Elektronenröhren als „Weichmacher“

Die gute alte Vinylschallplatte feiert ein Comeback. So manche eine schwarze Scheibe aus den 70er und 80er Jahren ist gesucht und Musikliebhaber reiben sich die Augen, wenn sie die Preise sehen, die für ein solches Schätzen aufgerufen – und bezahlt werden. Viele Musikgenießer schwören überdies auf Röhrenverstärker. Diese Technik biete einen „weicheren Klang“ argumentieren sie. Halbleiter und Co. würden zwar chirurgisch rein klingen, aber eben ein wenig künstlich.

High Fidelity, zu Deutsch „naturgetreue Wiedergabe“, hat sich in den 60er Jahren des vergangenen Jahrhunderts als Qualitätsaussage zur Orientierung bei Produkten der Unterhaltungselektronik entwickelt. Die damals festgelegten Kenngrößen in der HiFi-Norm 45 500 (1996 aufgegangen in der DIN EN 61305) haben Bestand. Schließlich hat sich ja an der Konstruktion des menschlichen Ohres im gleichen Zeitraum nichts geändert. Die Mindestanforderungen an UKW-Empfängern, Plattenspielern, Magnetbandgeräten, Mikrofonen, Verstärkern und Lautsprechern sind damit definiert. Die Messmethoden wurden zwischenzeitlich verfeinert, mit Blick auf Schallplatten und deren Wiedergabe ist die gute alte DIN-Norm noch immer ein guter Leitfaden.

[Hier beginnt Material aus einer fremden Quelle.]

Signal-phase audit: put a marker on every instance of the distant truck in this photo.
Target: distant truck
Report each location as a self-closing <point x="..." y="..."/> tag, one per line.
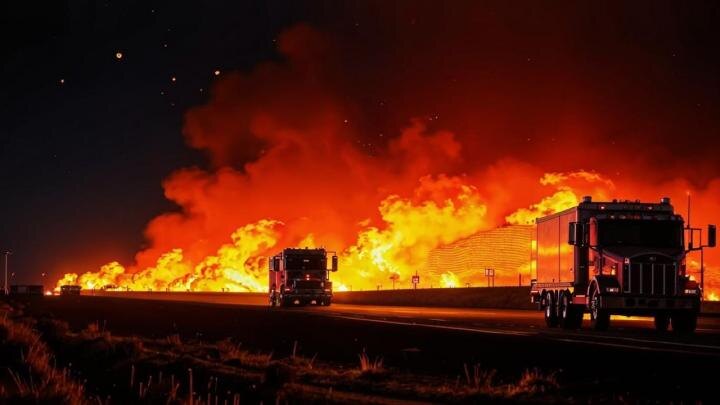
<point x="301" y="277"/>
<point x="27" y="290"/>
<point x="70" y="290"/>
<point x="616" y="257"/>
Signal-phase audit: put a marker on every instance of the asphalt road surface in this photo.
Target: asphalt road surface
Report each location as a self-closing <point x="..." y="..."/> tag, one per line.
<point x="631" y="360"/>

Der Frequenzübertragungsbereich ist ein wichtiges Kriterium nach DIN 45 500. Plattenspieler leisten dabei zwischen 10 und 30.000 Hz, Tuner zwischen 30 und 15.000 und Verstärker zwischen 5 und 100.000 Hz. Kassettenrecorder kommen auf Werte zwischen 30 und 16.000 Hz. Vielleicht ein Grund dafür, dass Bandgeräte nicht auf der aktuellen Nostalgiewelle mit schwimmen. Die Verstärkertechnik ist heute hinsichtlich Frequenzgang, Rauschen, Störabstand, Übersprechen und Klirrfaktor weitgehend ausgereift. Lautsprecher und Raumakustik, gelten aktuell gemessen an den anderen Komponenten als Schwachpunkt. Sie haben den schlechtesten Frequenzgang und den mit Abstand höchsten Klirrfaktor aller Komponenten.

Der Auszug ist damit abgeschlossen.